Show complex solutions exist

Solution 1:

We have $$ 0=\lvert z^2\rvert+ \mathrm{Re}\, (Az) + B = z\overline{z}+\frac{1}{2}(Az+\overline{Az})+\frac{1}{4}\lvert A\rvert^2-\frac{1}{4}\lvert A\rvert^2+B=\left\lvert z+\frac{1}{2}A\right\rvert^2-\frac{1}{4}\lvert A\rvert^2+B $$ If $4B>\lvert A\rvert^2>0$, then $\lvert z^2\rvert+ \mathrm{Re}\, (Az) + B=\left\lvert z+\frac{1}{2}A\right\rvert^2-\frac{1}{4}\lvert A\rvert^2+B>0$, and hence no solutions.
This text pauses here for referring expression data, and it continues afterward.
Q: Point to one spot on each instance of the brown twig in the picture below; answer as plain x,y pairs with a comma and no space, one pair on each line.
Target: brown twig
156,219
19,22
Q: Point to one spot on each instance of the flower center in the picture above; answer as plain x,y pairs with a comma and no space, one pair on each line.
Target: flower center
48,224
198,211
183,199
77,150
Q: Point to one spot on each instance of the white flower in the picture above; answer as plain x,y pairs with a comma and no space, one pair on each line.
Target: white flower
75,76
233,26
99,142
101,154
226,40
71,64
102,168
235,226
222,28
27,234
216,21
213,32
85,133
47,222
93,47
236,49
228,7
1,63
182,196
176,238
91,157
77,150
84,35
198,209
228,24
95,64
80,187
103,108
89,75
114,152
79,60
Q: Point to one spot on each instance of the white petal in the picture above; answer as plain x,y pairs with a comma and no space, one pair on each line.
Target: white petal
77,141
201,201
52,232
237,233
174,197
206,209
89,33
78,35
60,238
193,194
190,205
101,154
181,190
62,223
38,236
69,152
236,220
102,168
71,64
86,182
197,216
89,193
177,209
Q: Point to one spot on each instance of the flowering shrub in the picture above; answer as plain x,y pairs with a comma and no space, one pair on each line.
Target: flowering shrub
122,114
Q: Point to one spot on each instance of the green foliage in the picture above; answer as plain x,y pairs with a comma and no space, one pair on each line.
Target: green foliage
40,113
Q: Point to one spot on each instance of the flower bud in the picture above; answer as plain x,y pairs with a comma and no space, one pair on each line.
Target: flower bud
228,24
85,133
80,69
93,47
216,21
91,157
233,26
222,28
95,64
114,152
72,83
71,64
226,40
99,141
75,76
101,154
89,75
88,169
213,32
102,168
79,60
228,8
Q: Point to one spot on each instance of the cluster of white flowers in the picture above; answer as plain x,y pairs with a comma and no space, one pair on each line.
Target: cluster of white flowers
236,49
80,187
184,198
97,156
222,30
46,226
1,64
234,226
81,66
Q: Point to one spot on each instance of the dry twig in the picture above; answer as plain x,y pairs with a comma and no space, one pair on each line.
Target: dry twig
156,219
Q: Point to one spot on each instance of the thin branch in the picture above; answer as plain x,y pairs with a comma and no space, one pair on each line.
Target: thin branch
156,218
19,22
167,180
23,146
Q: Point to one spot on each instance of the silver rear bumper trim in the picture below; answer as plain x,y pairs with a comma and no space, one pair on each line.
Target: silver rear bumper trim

If $4B>\lvert A\rvert^2\le 0$, set $C=\frac{1}{2}\sqrt{\lvert A\rvert^2-4B}$, and our equation is equivalent to $$ \left\lvert z+\frac{1}{2}A\right\rvert^2=C^2, $$ and hence equivalent to $$ \left\lvert z+\frac{1}{2}A\right\rvert=C, $$ the set of solutions of which is the circle centered at $-A/2$ with radius $C$.

Solution 2:

You are on the right track by letting $z = x+iy$ and $A=s+it$. If substitute this in, we have $$ x^2+y^2+xs - yt+r = 0 $$ where $r$ is my real number. Try completing the square for $x$ and $y$ and see what you get.